I mean that when you do a free body diagram you only consider the forces on the body.
The applied force is not applied to the man (it actually contributes to the reaction force at the feet via the rope.)

Tension can be tricky to think about: if you and a mate are having a tug of war, and you both pull on your end of the rope with force 50N - what is the tension in the rope?
(a) 0 (b) 50N (c) 100N (d) none of these

Did you try it? You get two equations with two unknowns.

5. Oct 11, 2012

### capn awesome

Is it 100N..? Conceptually, if I was pulling on the rope myself with the other end attached to a fixed point, there would be 50N of tension pulling the other way. If someone on the other end is pulling with the same force, there is still tension in the rope.
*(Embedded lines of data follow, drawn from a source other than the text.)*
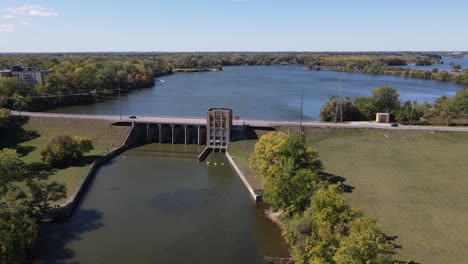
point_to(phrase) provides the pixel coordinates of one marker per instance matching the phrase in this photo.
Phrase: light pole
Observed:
(120, 104)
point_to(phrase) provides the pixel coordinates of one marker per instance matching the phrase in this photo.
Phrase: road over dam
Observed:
(253, 123)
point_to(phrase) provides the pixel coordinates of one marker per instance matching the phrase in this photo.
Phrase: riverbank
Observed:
(197, 69)
(39, 131)
(413, 182)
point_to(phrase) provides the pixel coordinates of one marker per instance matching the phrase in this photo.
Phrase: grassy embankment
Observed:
(40, 131)
(413, 182)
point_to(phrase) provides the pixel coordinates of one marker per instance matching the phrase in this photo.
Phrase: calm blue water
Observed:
(445, 66)
(258, 92)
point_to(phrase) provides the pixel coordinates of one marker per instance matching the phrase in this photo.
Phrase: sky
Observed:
(233, 25)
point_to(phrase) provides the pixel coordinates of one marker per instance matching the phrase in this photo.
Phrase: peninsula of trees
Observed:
(93, 77)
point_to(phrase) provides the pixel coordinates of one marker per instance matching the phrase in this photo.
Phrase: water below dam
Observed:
(157, 204)
(257, 92)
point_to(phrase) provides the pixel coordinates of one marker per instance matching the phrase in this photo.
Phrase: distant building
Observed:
(382, 118)
(219, 124)
(28, 76)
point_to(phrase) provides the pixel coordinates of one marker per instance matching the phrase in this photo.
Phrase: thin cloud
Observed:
(29, 10)
(7, 28)
(25, 23)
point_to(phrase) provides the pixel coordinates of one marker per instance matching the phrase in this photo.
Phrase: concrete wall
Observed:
(255, 197)
(64, 211)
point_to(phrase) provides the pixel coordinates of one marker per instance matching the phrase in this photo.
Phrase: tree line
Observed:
(86, 78)
(455, 76)
(316, 220)
(21, 209)
(445, 110)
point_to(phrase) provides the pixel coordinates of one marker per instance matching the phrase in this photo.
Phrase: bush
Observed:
(65, 150)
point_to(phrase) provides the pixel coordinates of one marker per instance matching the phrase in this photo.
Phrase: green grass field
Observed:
(40, 132)
(414, 182)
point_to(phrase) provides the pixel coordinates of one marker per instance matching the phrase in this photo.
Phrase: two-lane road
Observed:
(257, 123)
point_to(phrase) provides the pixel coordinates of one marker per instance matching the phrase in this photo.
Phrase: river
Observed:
(157, 204)
(445, 66)
(258, 92)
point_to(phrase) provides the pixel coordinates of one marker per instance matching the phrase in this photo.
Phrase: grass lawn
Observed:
(414, 182)
(40, 131)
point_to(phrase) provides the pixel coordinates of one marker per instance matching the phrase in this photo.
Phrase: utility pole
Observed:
(341, 101)
(120, 104)
(302, 100)
(339, 104)
(412, 109)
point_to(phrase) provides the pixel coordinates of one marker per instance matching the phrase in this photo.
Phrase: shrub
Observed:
(65, 150)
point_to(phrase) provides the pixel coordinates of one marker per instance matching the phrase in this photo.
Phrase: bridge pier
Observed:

For the pulley question, I calculated F = ma for the man and the platform separately to get 32.8N and 65.5N.. Is this what you meant? I don't see how those values help me when you can add them together to get an almost equal force by adding the masses and solving.

For question 2)

I calculated the force of friction between the plank and the block, as it should be the only thing affecting both of their accelerations.

Ff = μFn
Ff = μ(m-block)(g)
Ff = (0.5)(3.62)(9.8)
Ff = 17.7N

Then dividing that value by each mass to get the acceleration of each separate item.

Friction is causing the plank to slow down in the opposite direction of its motion, so it is negative.
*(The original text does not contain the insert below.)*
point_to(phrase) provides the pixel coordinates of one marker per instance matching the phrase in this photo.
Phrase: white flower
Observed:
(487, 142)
a-plank = -17.7/14.5 = -1.2m/s^2

Friction is causing the block to accelerate on the board.

a-block = 17.7/3.62 = 4.9m/s^2

Did I do this correctly? And if so, how would I find the length of the skid mark left by the block? I know it would be the elapsed time between the block hitting the plank to the time where static friction takes over for kinetic friction.. Not sure what formulas I could use here.

6. Oct 11, 2012

### Simon Bridge

And here is your problem ... it is 50N.
Proof - you can fix the rope to a post stuck in the ground anywhere along it's length without changing the physics. Each person is still pulling at 50N and each feels a 50N tension pulling back.
Dunno - I didn't crunch the numbers. That's your job. But there should be a summation sign before the F.
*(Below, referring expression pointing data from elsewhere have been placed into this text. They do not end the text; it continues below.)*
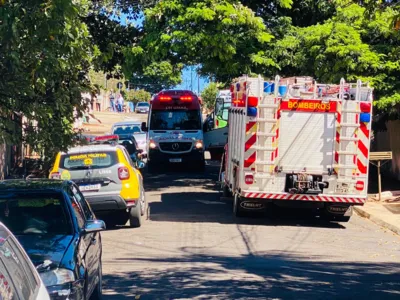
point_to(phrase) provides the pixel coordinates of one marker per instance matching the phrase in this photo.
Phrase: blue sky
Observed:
(190, 79)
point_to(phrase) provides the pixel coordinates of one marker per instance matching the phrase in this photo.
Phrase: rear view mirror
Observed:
(94, 226)
(141, 165)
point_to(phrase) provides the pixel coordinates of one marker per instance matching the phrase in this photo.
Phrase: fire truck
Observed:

If the man has mass M, and the platform mass m, the tension is T, the reaction force is R, show me the equations from the free body diagrams.

For (2)
I still cannot tell if you got it right because you did not show enough of your working.
I'll give you an example of what I'm expecting:

The plank (weight W) is moving under the influence of only one force, friction (f) which acts against the motion of the plank so:
$\sum F=m_pa_p \Rightarrow -f=Wa_p/g$ ... eq.(1)

Friction is given by the weight (w) of the block so $f=\mu w$ ... eq.(2)
... and you need a third equation which you get from the other fbd.
You seem to have got the essential lesson that friction does not act opposite to the speed.

The "length of the skid mark" part is about your understanding of how friction works.